Kennelly did not propose that students who fail the statewide mastery tests
given in fourth, sixth, and eighth grade should be denied promotion to the
next grade. She proposed that they just be given more remedial help, which is
only what they more or less get now. She also proposed that students who pass
the mastery tests be given membership in something called the Governor's
Mastery Club, as if that would be the crucial incentive for them to give up
their video games in favor of their studies.
Kennelly also proposed to create a new kind of high school diploma, a "mastery
diploma." It would be awarded to graduating seniors who had passed the mastery
test two years earlier, in tenth grade. It would certify to colleges and
prospective employers that the holders had a basic education and would entitle
them to free remedial education from the state if colleges or employers found
otherwise.
That is, under Kennelly's plan to end mediocrity in education in Connecticut,
even the best high school graduates still could be two grades behind when they
entered college or the work force. And what of the other high school
graduates, the ones who could not pass even the tenth-grade test? They would
continue to get ordinary diplomas that, being distinguishable from the
"mastery diplomas," would continue to certify what they already do: nothing.
Or maybe worse than nothing, since these diplomas now would signify that
Connecticut knowingly was allowing people to graduate from high school though
they could not do even tenth-grade work.
Nothing Kennelly proposed would do anything about the problem she identified:
"that in no academic subject is mastery of standards linked to graduation or
promotion." Everyone who failed would continue to be promoted and to graduate.

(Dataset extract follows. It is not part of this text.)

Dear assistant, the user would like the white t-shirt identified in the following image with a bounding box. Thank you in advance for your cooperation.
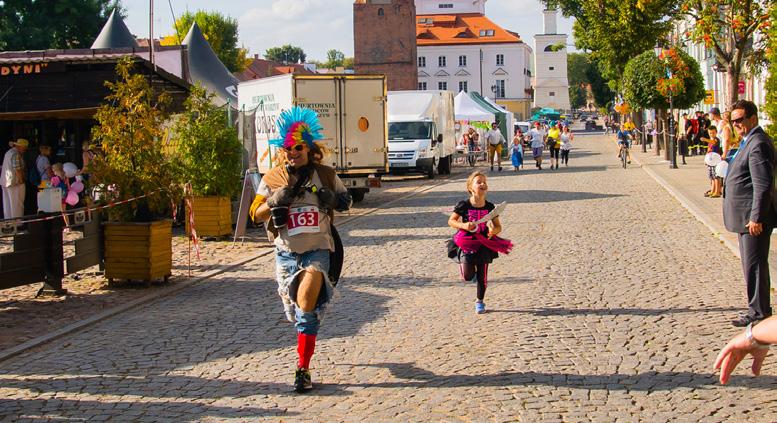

Of course politicians may shy away from this problem, for solving it requires
telling tens of thousands of parents and students in Connecticut that the
failure here is theirs just as much as the government's and that they
shouldn't be permitted to get away with it anymore. But to tiptoe up to the
problem only to run away from it in fright like this may be more embarrassing
than just ignoring it as most other politicians do.
(Chris Powell is managing editor of The Journal Inquirer in Manchester.)